Industrie cinématographique nigériane — production à haut volume avec budgets minimes, exploite la technologie numérique et la distribution directe sans infrastructure théâtrale classique.
Nollywood fonctionne selon une logique qui ignore les structures de production occidentales classiques — et c'est précisément ce qui la rend intéressante pour quiconque souhaite comprendre comment le cinéma peut émerger au-delà des budgets hollywoodiens et de la distribution en salles. L'industrie cinématographique nigériane ne produit pas pour les festivals ou les cinémas d'art et d'essai, mais pour des millions de spectateurs sur DVD, puis sur YouTube et les plateformes de streaming. Cela crée un rythme : tourner vite, exploiter vite, passer au projet suivant vite.
Le principe fondamental est l'efficacité plutôt que la perfection. Une production est réalisée en deux à trois semaines, l'équipe est réduite, les décors sont des salons ou des lieux réels sans autorisation. La caméra — longtemps une caméra DV, aujourd'hui un reflex numérique ou un smartphone — est un outil, pas un objet d'art. Le montage se déroule en parallèle de la production. Il n'y a pas de longues phases de post-production. Cela peut sembler amateur, mais c'est une rationalité économique : avec des budgets de production de 10 000 à 50 000 dollars américains, chaque jour compte. La technologie numérique a rendu cela possible — pas de pellicule, pas de coûts de laboratoire, distribution directe sur supports physiques et plus tard en numérique.

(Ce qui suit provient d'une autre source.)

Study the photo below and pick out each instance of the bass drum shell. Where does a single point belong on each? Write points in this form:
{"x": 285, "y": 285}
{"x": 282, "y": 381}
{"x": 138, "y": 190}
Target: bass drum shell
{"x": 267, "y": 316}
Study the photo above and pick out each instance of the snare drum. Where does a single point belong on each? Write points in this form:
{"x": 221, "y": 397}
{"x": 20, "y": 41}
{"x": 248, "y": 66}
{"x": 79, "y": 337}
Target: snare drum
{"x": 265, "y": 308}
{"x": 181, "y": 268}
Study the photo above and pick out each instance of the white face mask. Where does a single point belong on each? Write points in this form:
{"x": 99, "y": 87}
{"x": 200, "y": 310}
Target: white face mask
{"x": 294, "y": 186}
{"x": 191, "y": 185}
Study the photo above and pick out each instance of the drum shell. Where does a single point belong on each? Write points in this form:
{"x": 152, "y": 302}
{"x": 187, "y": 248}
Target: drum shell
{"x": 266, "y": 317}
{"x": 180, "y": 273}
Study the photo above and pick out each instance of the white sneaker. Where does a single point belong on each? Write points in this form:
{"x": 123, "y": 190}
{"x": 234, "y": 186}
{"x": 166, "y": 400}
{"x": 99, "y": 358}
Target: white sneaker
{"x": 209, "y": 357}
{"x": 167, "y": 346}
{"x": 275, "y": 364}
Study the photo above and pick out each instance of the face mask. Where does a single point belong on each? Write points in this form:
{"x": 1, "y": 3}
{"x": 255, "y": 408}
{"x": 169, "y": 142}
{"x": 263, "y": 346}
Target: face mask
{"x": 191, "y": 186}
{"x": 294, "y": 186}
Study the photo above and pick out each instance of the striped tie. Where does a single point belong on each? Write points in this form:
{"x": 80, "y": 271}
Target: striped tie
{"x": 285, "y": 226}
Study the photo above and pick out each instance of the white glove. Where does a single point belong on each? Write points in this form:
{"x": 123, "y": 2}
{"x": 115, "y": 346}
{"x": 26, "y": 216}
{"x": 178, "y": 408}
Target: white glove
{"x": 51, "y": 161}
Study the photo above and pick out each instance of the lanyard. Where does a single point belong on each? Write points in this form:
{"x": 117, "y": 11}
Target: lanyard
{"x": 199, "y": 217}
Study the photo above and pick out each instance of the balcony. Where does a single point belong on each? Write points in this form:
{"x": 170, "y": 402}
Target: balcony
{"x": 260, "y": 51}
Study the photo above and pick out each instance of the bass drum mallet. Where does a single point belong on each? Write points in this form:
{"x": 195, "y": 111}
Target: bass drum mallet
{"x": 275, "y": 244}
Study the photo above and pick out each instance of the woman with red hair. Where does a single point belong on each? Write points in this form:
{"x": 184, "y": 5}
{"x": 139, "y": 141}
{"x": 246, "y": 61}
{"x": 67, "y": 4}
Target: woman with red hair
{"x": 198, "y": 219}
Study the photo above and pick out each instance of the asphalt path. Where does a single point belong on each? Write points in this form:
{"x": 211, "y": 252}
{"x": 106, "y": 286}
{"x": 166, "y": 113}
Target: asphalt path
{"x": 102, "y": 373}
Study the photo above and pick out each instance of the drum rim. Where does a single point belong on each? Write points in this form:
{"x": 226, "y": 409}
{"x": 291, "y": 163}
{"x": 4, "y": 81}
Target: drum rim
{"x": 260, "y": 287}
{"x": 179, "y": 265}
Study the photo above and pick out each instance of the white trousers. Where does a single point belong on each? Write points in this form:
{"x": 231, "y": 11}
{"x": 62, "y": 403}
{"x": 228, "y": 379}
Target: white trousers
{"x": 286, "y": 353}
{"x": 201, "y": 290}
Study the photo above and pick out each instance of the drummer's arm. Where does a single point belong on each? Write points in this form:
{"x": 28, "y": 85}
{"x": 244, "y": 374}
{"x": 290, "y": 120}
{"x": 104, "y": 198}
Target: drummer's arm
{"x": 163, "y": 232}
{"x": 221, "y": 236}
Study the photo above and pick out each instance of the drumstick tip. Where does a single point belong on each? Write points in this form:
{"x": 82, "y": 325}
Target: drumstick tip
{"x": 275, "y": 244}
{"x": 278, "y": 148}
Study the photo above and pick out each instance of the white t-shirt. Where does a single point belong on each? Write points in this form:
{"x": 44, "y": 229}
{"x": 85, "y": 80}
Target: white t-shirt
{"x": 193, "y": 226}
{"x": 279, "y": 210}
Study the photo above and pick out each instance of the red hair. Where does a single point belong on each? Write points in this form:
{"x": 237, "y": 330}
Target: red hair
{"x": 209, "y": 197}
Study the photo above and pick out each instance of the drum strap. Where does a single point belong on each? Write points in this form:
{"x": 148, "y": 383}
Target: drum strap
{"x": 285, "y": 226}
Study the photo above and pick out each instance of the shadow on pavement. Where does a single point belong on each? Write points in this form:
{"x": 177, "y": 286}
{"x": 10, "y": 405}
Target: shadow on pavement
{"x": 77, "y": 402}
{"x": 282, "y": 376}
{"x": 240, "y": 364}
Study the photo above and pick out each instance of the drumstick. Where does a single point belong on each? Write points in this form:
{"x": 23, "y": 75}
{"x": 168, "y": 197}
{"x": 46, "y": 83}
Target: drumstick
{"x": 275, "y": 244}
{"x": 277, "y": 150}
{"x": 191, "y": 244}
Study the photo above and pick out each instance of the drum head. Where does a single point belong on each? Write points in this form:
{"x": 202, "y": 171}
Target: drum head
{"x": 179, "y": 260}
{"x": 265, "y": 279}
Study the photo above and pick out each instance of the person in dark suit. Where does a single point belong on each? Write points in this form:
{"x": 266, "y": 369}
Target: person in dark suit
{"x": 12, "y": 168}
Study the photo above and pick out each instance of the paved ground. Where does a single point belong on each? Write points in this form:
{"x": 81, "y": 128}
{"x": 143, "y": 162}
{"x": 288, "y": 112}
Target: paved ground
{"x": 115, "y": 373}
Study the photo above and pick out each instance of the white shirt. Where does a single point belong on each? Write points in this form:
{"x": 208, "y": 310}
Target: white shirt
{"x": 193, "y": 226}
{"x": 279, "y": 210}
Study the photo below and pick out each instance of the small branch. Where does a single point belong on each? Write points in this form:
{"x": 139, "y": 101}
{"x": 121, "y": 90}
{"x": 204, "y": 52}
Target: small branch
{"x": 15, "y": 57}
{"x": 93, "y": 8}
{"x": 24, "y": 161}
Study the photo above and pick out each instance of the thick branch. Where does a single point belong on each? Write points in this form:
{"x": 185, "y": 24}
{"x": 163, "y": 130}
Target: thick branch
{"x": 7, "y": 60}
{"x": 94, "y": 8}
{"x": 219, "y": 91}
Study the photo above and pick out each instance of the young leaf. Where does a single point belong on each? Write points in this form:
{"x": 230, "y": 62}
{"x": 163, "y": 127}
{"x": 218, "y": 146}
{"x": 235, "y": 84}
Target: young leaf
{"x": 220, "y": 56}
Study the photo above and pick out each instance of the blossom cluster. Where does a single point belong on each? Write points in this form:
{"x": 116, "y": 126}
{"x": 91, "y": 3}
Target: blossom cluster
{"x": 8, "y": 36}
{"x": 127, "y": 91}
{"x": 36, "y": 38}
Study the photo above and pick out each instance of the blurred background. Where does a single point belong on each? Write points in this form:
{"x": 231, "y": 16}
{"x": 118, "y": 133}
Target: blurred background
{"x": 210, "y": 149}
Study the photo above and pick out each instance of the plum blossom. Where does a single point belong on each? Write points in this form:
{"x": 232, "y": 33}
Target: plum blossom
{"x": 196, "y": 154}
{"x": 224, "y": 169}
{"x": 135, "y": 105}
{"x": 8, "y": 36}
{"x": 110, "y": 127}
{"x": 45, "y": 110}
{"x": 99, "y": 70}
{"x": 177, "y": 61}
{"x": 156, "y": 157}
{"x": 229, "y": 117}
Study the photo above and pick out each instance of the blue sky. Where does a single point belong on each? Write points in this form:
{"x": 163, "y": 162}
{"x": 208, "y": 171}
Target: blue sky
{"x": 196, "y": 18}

Pour les directeurs de la photographie, Nollywood signifie : travailler avec moins de lumière, moins de mouvement, moins de perfection. Le succès est décidé par le public, pas par les critiques. L'esthétique est la directivité — le dialogue est au premier plan, pas la composition visuelle. Cela peut sembler brut, mais il y a de la véracité. Les histoires abordent des thèmes culturels locaux, la spiritualité, la famille, des conflits qui manquent dans les productions hollywoodiennes.
Nollywood a enseigné que la production cinématographique ne dépend pas d'une infrastructure coûteuse. L'industrie s'est organisée elle-même : studios comme centres de production, distribution via des réseaux de commerçants, puis via leurs propres chaînes YouTube. C'est un modèle qui a été reproduit dans de nombreux pays émergents — et qui donne également des pistes de réflexion aux productions européennes à petit budget. Quiconque veut comprendre comment fonctionne la culture populaire quand l'argent est rare, regarde Nollywood.